Thursday, January 4, 2007

The next (not so) big thing (and email from the dead)

So, for whatever reason, I was lying on the couch, trying to imagine what the next big internet thing could be. In the last few years services tied to cheap storage on a massive scale (and more recently tagging and the like) have been on the rise -- chock full of your mail and photos and keeping you in contact with your friends and hosting your blog and yada etc yada.

Now, if I had even the foggiest idea what the next big hardware breakthrough would be I might not be writing this right now.

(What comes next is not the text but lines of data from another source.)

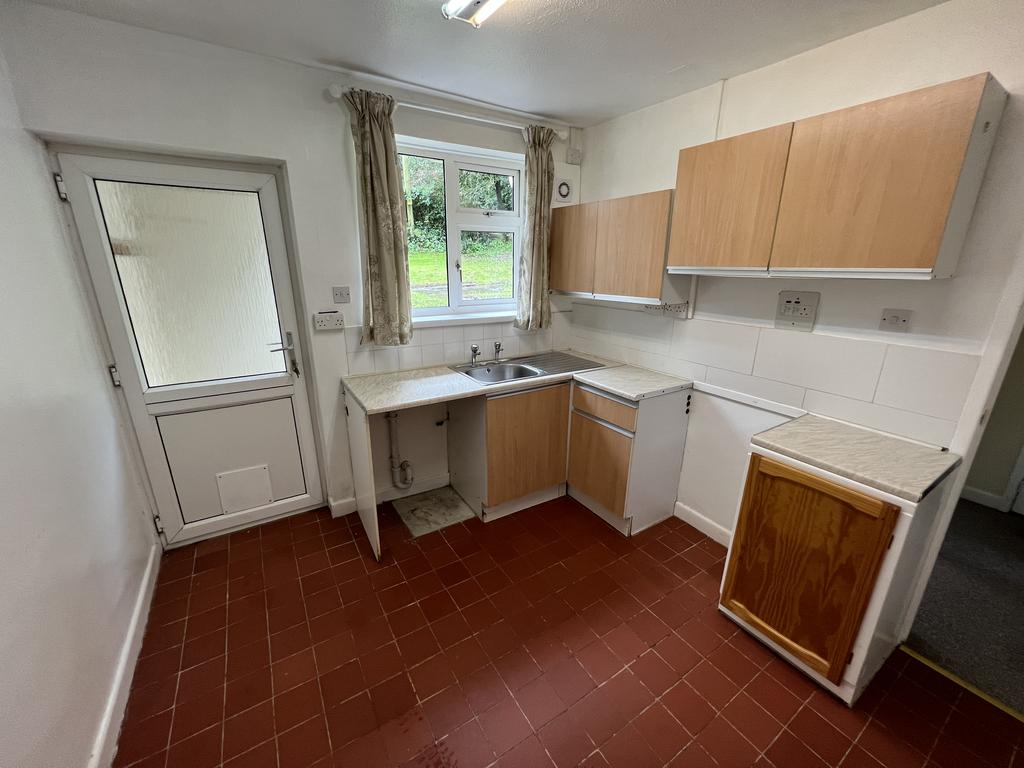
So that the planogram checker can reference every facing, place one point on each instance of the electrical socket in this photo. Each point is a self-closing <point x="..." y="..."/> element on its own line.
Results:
<point x="329" y="321"/>
<point x="895" y="320"/>
<point x="797" y="309"/>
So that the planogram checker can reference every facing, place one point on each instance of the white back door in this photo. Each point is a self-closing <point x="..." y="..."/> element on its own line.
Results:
<point x="190" y="271"/>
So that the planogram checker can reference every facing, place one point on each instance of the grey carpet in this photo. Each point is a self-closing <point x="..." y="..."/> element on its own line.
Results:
<point x="972" y="617"/>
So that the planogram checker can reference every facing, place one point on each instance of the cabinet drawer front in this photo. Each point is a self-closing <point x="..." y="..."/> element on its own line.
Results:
<point x="604" y="408"/>
<point x="599" y="463"/>
<point x="804" y="560"/>
<point x="526" y="442"/>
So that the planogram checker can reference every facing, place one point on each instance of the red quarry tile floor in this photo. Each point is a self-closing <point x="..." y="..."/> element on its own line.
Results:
<point x="541" y="639"/>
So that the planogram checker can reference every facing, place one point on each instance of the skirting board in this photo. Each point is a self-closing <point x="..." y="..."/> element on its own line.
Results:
<point x="110" y="726"/>
<point x="705" y="525"/>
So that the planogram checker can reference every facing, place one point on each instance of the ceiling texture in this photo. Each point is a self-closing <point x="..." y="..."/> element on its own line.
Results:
<point x="581" y="61"/>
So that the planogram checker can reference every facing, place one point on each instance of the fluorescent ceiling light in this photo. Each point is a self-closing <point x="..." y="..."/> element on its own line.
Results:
<point x="472" y="11"/>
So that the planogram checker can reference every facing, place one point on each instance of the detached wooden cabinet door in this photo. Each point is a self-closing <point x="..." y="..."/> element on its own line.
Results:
<point x="572" y="246"/>
<point x="526" y="442"/>
<point x="727" y="195"/>
<point x="870" y="187"/>
<point x="803" y="563"/>
<point x="631" y="239"/>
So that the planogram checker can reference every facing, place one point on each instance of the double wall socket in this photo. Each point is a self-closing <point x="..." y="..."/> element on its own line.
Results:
<point x="895" y="320"/>
<point x="797" y="309"/>
<point x="331" y="320"/>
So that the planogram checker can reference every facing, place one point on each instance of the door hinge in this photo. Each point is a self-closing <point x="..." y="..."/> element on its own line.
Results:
<point x="61" y="187"/>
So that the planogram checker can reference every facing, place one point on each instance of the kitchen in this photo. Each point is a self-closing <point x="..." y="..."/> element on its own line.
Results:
<point x="735" y="371"/>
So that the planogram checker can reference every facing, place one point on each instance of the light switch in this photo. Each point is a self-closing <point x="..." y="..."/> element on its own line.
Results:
<point x="797" y="309"/>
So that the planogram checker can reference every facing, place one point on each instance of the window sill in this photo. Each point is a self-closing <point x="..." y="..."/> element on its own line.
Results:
<point x="463" y="318"/>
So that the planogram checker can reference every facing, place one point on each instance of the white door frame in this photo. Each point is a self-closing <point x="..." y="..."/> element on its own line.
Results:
<point x="144" y="402"/>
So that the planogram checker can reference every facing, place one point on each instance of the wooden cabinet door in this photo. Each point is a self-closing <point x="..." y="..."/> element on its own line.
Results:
<point x="727" y="197"/>
<point x="631" y="237"/>
<point x="572" y="245"/>
<point x="526" y="442"/>
<point x="869" y="187"/>
<point x="599" y="463"/>
<point x="803" y="562"/>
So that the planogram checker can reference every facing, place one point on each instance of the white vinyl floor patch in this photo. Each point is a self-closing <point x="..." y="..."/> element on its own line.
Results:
<point x="432" y="510"/>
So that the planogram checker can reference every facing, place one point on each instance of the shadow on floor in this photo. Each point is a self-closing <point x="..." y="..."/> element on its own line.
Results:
<point x="972" y="617"/>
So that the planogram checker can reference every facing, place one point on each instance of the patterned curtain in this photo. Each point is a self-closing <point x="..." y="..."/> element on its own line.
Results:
<point x="532" y="302"/>
<point x="387" y="309"/>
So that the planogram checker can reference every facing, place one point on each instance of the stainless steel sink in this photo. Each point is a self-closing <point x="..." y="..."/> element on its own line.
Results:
<point x="495" y="373"/>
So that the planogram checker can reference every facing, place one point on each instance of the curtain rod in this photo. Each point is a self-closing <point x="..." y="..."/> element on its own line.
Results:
<point x="337" y="91"/>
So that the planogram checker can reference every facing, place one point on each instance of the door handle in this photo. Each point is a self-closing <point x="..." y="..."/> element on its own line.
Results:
<point x="289" y="346"/>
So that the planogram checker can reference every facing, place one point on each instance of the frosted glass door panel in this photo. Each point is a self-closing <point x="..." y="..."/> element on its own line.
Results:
<point x="196" y="278"/>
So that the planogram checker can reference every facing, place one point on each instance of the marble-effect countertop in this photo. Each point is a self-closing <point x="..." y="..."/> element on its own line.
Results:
<point x="632" y="383"/>
<point x="888" y="463"/>
<point x="382" y="392"/>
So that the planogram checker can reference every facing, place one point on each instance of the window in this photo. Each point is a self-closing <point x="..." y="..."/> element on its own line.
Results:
<point x="464" y="216"/>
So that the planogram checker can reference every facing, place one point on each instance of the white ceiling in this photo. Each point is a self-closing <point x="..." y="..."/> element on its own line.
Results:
<point x="577" y="60"/>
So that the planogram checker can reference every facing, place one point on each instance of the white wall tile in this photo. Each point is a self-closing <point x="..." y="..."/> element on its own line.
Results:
<point x="776" y="391"/>
<point x="926" y="381"/>
<point x="433" y="354"/>
<point x="457" y="352"/>
<point x="828" y="364"/>
<point x="360" y="361"/>
<point x="385" y="360"/>
<point x="410" y="357"/>
<point x="915" y="426"/>
<point x="426" y="336"/>
<point x="725" y="345"/>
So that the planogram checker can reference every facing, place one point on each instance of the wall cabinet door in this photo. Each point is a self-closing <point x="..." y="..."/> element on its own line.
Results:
<point x="727" y="195"/>
<point x="599" y="462"/>
<point x="631" y="239"/>
<point x="870" y="186"/>
<point x="803" y="562"/>
<point x="572" y="246"/>
<point x="526" y="442"/>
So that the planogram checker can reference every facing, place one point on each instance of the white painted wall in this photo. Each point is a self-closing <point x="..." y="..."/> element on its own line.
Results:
<point x="74" y="539"/>
<point x="96" y="82"/>
<point x="911" y="384"/>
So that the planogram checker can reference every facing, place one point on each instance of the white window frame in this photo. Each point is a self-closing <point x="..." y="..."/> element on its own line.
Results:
<point x="459" y="219"/>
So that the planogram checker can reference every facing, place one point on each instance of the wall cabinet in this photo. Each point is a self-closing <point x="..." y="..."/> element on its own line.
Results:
<point x="572" y="247"/>
<point x="727" y="196"/>
<point x="625" y="456"/>
<point x="882" y="189"/>
<point x="611" y="249"/>
<point x="804" y="559"/>
<point x="508" y="452"/>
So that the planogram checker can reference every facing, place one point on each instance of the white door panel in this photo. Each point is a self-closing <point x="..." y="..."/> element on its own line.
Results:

But one thing that could be nifty is a service that would offer "person-alerts", like Google does with the news. Some grand clearing-house attached to Friendster and MySpace and tribe and the rest where you could enter in the details for your lost people and specify a matching threshold and get notified when someone who matched appeared. Hey, what about "Stalkr!" for a name? (Sure sure, people could opt out at the site or it could be part of the user agreement with the networking site or whatever. You say "privacy" and I say, just this once, very softly, "details.")

Okay, catchy name aside, it seems a little skeletal so far as internet ventures go. But then I remembered an idea I had way back when -- Email from the Dead.

"Finally, the last in last words." The premise is the obvious. You sign up with the service and write up your missives to be fired off at the appropriate people when the trigger event (your death) occurs. Why not tie it in to the whole "Stalkr!" thing, so that you can say goodbye, or perhaps piss-off, or, hey, I turned out just fine and then I died, to that first boy/girl/couple who broke your heart, but who you never managed to google and were too cheap to hire a PI to track down. Or, you know, you were just chicken.

The real beauty begins to appear when you imagine the accidents. Because they're going to happen. You won't be there to review the information and say, yeah, that's him/her/them.

So, imagine the accidents are the point. You create a recipient profile, write what you want to say, and then people ten and twenty and twenty-two and 33.3 years (and further) later get this weird message.

But I don't think "Stalkr!" quite works. "Hauntr!"?